First let me thank everyone for all the advice. I have been reading for months. I had some difficulty posting recently

We got our first goats in May - 2 pygmy kids- a doe & wether. ( wether finally became a wether - the banding was on for 5 1/2 weeks! horrible, never again. ). We are still working on the goat barn . We are in Michigan so need to finish before the weather turns cold again. The goat barn used to be a block piggery. Tore off the old roof, worked on the blocks, now we are working on the floor. My husband is trying to build a Taj Mahal floor. The old floor was cement and some dirt ( old groundhog problem). He has laid tar paper, heavy black plastic, a beam framework, and marine plywood for decking. It is beautiful platform - but what do I put on the plywood? Paint or polyurethane ? The goats have a smooth , raised , level floor , but what do I do to protect it?


Thanks to everyone
Chris

P.S
We will be looking for another pygmy goat kid next spring. Prefer a doe , needs to be born after January 1, 2006 ( 4 H project - showmanship).


----------



## james dilley (Mar 21, 2004)

With A wooden floor I hope you love RATS because thats what you will get. A concrete floor, With A footer below the frost line is A must. If the footer is not at least 24" Rats can dig under..


----------



## Cat (Jun 19, 2004)

Why not have a dirt floor?


----------



## Caprice Acres (Mar 6, 2005)

wood floor will also rot out quickly. We have wooden floor in our shed, but we covered ours with the epoxy garage floor covering, and it works great
sorry your wether had to go through that, but it usually doesnt take that long, and is pretty much painless after a short while. it was either this or cutting him open! hope this doesnt mean that youre not going to fix male pet goats anymore.....
anyways good luck with them!!
~Dona


----------



## goatgang (Jun 19, 2005)

A dirt floor would have been okay. I would have to remove the old cement floor. The floor is mostly intact - just not level due to settling & old ground hog problem. Demolition of the floor would probably be another set of issues. 
Thank you for the suggestion of the epoxy floor covering. 
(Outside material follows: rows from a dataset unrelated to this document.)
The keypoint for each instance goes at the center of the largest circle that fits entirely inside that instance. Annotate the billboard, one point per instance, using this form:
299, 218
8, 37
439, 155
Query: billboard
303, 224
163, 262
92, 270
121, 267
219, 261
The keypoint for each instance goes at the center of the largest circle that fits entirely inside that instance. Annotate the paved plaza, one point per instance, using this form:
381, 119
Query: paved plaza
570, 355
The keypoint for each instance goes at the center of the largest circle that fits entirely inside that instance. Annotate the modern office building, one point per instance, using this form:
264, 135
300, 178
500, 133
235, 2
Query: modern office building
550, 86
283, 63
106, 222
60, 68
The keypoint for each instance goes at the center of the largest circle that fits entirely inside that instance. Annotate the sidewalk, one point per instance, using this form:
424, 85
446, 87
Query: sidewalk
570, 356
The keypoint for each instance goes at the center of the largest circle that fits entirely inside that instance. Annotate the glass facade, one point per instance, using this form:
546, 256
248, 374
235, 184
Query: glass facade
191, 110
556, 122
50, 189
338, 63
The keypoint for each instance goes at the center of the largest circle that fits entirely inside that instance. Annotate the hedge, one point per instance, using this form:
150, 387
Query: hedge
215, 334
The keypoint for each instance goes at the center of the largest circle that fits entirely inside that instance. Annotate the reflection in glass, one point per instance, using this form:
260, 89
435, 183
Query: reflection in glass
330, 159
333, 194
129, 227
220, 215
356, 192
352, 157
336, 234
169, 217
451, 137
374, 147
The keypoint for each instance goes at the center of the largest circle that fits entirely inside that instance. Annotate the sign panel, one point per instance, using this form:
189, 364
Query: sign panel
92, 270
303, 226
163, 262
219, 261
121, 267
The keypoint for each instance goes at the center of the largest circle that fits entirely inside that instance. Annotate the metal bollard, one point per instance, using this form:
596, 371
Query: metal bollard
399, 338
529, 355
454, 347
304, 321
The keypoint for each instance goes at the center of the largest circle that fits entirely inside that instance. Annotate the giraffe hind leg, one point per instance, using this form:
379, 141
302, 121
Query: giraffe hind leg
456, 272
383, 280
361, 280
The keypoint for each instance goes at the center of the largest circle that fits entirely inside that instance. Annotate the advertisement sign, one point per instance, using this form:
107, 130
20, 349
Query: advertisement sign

I would still fix a male pet goat. I was a total novice - my receipt said he was fixed. Didn't realize the seller had put a rubber band on him the day before I brought him home. (We had originally planned to purchase 2 does. ) 


Chris


----------



## caberjim (Feb 19, 2004)

I put a wood floor in ours. Dirt turned to mud way too quickly due to rain and a high water table. Concrete was cost-prohibitive. I had 800 feet of old fence boards, so that has become the floor. The goats seem to prefer the wood to the dirt. I sweep it out every morning and scrape it weekely to make sure there is no poop buildup. Epoxy sounds like a very good idea. I will have to look into that.


----------



## Caprice Acres (Mar 6, 2005)

if you breed your does, and kids are born in spring or any chilly months, then concrete floors are a bad idea. if a kid is born on cold concrete it will chill and die. if your doe goes into labor in the morning when you go to work, you will have a very sad site awaiting you when you get home. 
epoxy works great. try to get the edges well, too. the price of the epoxy is worth the work of replacing the wood flooring in two years or so. it also keeps the goats from chewing on the floor, because now it doesnt smell edible! alot easier to clean, too, a nice smooth surface. you need to put two coats, however, on wood, because wood is more porous than cement and a lot of the first coat will soak in to the wood.


----------



## TnChickenFarmer (Oct 9, 2005)

for over a hundred years..dirt works great :goodjob:


----------